A long-planned project to clean and bulk up the shoreline at the eastern portion of the J Street Marina in Seaside Park has been underway since last week and is beginning to take shape.
Last summer, the borough contracted with T.R. Weniger, an excavating firm based in Piscataway, Middlesex County, to clear the site along the bayfront and implement a plan developed by the borough engineer to create a permanent shoreline consisting of a mix of natural features and engineered rip-rap that will stabilize the area.
The area had deteriorated over the years and had pieces of broken concrete strewn about the bayshore, creating a tripping hazard and generally making the area inaccessible. It was also considered to be unsightly by many residents, and was slowly eroding away, closer to the marina slips.
“In the years past, they threw part of the old Berkeley pool in there and other things to stop the erosion,” then-Councilwoman Karen Kroon told Shorebeat. (Kroon has since been appointed the borough administrator.)

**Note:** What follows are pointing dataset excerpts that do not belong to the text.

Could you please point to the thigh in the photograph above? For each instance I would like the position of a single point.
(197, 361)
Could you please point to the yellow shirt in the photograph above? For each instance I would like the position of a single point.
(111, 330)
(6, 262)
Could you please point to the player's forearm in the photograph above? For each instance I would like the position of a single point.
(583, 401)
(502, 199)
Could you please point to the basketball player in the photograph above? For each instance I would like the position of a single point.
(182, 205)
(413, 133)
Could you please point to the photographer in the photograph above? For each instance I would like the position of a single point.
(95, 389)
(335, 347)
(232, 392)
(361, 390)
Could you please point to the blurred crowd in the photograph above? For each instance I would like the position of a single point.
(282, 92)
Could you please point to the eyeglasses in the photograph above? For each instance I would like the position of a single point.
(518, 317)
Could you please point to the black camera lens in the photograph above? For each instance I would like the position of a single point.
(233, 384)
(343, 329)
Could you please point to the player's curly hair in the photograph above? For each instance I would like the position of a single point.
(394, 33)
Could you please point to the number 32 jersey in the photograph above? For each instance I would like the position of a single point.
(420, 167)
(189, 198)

The $227,250 contract calls for Weniger to implement a plan created by Remington and Vernick, the borough’s engineer of record. Mayor John Peterson said the plan consists largely of elements of a “living shoreline,” which uses plants and natural materials to stabilize the shoreline, combined with hardened features such as rip-rap, bulkheading and professionally-engineered features that will protect the integrity of the marina site. It will also remove some of the more hazardous aspects of the site as it currently exists, such as mounds of broken concrete and other debris.

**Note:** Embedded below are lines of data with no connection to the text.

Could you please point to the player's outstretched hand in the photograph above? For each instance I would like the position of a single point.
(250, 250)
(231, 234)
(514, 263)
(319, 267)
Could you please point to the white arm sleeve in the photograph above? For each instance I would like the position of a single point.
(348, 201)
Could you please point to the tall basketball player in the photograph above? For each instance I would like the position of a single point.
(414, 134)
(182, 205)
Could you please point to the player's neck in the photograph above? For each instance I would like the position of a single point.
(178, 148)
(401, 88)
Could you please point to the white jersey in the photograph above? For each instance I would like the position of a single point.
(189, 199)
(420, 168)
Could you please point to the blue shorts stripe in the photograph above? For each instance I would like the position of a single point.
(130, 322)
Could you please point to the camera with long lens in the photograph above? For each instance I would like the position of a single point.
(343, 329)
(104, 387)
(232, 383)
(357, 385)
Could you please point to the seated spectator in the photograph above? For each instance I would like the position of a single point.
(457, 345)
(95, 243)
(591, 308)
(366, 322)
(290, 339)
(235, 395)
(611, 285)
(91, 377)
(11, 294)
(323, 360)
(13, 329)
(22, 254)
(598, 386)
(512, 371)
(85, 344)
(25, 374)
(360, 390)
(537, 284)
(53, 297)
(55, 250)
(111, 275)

The council was motivated to award the contract over the summer after bids came back about $100,000 under engineers’ estimates. The project was originally slated to begin during the fall, but equipment and initial clearing of the site started over the last two weeks.
It is expected that the small living shoreline along the marina will eventually “connect” with the living shoreline being planned for the adjacent area, though that project remains mired in permitting red tape.